Development and validation of coding algorithms to identify patients with incident lung cancer in United States healthcare claims data

Lung Cancer

Pharmacoepidemiol Drug Saf. 2020 Oct 4. doi: 10.1002/pds.5137. Online ahead of print.


PURPOSE: Our aim was to develop and validate a practical US healthcare claims algorithm for identifying incident lung cancer that improves on positive predictive value (PPV) and sensitivity observed in past studies.

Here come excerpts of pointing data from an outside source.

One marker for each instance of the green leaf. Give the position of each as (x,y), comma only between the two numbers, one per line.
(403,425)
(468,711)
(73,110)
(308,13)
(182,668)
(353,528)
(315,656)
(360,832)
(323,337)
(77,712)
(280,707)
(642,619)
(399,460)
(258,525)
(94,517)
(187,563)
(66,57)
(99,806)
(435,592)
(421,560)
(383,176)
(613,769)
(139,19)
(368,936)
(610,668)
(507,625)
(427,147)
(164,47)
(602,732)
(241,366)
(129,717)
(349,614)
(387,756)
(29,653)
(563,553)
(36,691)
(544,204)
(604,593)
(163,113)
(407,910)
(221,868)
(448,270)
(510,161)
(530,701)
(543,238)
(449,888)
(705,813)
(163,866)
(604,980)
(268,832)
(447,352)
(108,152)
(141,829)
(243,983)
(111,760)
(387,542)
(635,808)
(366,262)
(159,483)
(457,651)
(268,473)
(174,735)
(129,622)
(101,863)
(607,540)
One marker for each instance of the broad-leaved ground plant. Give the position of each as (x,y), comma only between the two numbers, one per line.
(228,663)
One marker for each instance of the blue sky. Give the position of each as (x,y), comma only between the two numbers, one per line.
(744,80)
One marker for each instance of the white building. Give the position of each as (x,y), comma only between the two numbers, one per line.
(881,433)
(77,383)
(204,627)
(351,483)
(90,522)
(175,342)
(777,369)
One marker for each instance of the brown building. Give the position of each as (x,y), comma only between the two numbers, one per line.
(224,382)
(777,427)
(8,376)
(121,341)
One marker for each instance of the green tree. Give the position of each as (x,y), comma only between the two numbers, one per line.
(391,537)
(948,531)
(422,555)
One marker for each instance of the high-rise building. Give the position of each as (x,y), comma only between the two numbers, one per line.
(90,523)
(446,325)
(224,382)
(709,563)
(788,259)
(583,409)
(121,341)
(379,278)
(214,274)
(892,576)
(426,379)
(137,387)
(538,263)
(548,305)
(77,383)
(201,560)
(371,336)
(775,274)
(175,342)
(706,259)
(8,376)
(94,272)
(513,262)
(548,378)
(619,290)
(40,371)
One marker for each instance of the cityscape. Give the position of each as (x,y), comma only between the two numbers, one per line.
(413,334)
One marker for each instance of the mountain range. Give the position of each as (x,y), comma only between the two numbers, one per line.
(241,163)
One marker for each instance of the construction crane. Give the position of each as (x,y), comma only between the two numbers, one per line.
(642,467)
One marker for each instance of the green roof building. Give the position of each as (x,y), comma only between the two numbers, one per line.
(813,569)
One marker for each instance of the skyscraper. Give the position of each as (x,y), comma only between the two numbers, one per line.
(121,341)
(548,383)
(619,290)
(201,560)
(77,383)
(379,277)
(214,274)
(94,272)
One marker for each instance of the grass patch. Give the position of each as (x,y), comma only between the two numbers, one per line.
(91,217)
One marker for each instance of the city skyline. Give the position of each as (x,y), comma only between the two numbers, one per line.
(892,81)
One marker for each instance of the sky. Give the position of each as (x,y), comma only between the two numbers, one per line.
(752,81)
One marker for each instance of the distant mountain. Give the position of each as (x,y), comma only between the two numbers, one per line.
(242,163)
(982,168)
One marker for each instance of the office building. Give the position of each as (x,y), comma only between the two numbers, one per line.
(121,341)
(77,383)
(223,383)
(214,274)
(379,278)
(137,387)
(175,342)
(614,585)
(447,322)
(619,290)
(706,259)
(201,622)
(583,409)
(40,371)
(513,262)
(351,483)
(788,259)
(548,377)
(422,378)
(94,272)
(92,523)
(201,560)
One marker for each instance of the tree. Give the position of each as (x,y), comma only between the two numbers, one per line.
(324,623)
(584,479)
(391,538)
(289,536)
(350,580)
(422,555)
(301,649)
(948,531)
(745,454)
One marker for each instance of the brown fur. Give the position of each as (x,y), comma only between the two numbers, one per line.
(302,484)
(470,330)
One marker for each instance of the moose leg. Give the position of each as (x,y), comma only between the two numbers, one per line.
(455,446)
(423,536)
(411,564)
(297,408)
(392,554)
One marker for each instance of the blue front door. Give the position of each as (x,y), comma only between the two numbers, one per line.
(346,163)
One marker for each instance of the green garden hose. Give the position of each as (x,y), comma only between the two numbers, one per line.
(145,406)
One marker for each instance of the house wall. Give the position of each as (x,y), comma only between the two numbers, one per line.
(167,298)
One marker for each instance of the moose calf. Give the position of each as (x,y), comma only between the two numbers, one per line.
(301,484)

METHODS: Patients newly diagnosed with lung cancer in Surveillance, Epidemiology, and End Results (SEER) (gold standard) were linked with Medicare claims. A 5% Medicare "other cancer" sample and noncancer sample served as controls. A split-sample validation approach was used. Rules-based, regression, and machine learning models for developing algorithms were explored. Algorithms were developed in the model building subset. Rules-based algorithms and those with the highest F scores were evaluated in the validation subset. F scores were compared for 1000 bootstrap samples. Misclassification was evaluated by calculating the odds of selection by the algorithm among true positives and true negatives.

RESULTS: A practical single-score algorithm derived from a logistic regression model had sensitivity = 78.22% and PPV = 78.50% (F score: 78.36). The algorithm was most likely to misclassify older patients (ages ≥80 years) or with missing data in the SEER registry, shorter follow-up time in Medicare (<3 months), insurance through Veterans Affairs, >1 cancer in SEER, or certain Charlson comorbidities (dementia, chronic pulmonary disease, liver disease, or myocardial infarction).

CONCLUSION: In this dataset, a practical point-based algorithm for identifying incident lung cancer demonstrated significant and substantial improvement (7.9% and 23.9% absolute improvement in sensitivity and PPV, respectively) compared with a current standard.